How could I use "respectively" to state three actions by subsets of four people?

Solution 1:

This may be a case where the ampersand is useful. It may be used to combine two or more items to a composite singular noun. For example, "Smith & Nephew" is a pharmaceutical company.

Smith & Nephew plc, also known as Smith+Nephew, is a British multinational medical equipment manufacturing company headquartered in Watford, England.

Wikipedia

David Speaker identifies the ampersand as acceptable:

inside graphic or document tables or within parentheses when space is limited; in common shorthand expressions such as “rock & roll”; within a series to identify an item as part of its name and not a separator (e.g., “rock, pop, rhythm & blues, and hip-hop”);

and in identifying more than one addressee, particularly a couple: “Mr. & Mrs.
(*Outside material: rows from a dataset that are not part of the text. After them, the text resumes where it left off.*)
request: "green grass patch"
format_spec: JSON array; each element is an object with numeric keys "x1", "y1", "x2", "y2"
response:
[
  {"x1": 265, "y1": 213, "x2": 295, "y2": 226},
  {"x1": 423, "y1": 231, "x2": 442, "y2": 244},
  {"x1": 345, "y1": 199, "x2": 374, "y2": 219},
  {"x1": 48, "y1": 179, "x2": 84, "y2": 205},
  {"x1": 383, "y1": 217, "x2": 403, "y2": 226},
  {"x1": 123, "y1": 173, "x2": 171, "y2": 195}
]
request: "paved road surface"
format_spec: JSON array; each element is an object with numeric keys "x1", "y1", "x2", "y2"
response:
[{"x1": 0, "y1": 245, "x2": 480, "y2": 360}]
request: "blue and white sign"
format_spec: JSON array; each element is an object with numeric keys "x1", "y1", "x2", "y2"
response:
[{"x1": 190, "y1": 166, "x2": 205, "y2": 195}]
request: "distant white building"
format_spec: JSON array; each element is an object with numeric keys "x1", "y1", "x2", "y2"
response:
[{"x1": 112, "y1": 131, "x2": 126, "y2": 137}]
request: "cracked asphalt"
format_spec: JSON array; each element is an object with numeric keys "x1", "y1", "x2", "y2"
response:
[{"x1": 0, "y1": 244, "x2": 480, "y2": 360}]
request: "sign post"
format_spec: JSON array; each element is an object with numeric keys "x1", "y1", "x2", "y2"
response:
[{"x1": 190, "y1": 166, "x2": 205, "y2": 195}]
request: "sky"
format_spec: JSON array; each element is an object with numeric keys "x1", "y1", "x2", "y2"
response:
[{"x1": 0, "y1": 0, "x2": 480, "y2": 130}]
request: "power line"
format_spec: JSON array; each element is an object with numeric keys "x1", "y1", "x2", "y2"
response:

Johnson.”

Grammar Book

Your sentence is thus easily modified to put the three sets of authors into one-to-one registration with their proofs:

When X is a rainbow set, a cloudy set, and a rainy set, the claim was proved by Arnold & Benson [1], Carlson [2], and Arnold & Davison [3], respectively.

Solution 2:

If your aim is accuracy, I think you may need two independent clauses since the teams of Arnold + Benson and Arnold + Davidson proved two claims but not three while Carlson proved only one. How about:

When X is a rainbow set or a rainy set, the claim was proved by Arnold and Benson and Arnold and Davidson, respectively; Carlson further proved the claim when X is a cloudy set.

This construction removes the ambiguity inherent with your version. The word respectively makes more sense when the number of researchers matches the number of claims or proofs, as in my first clause.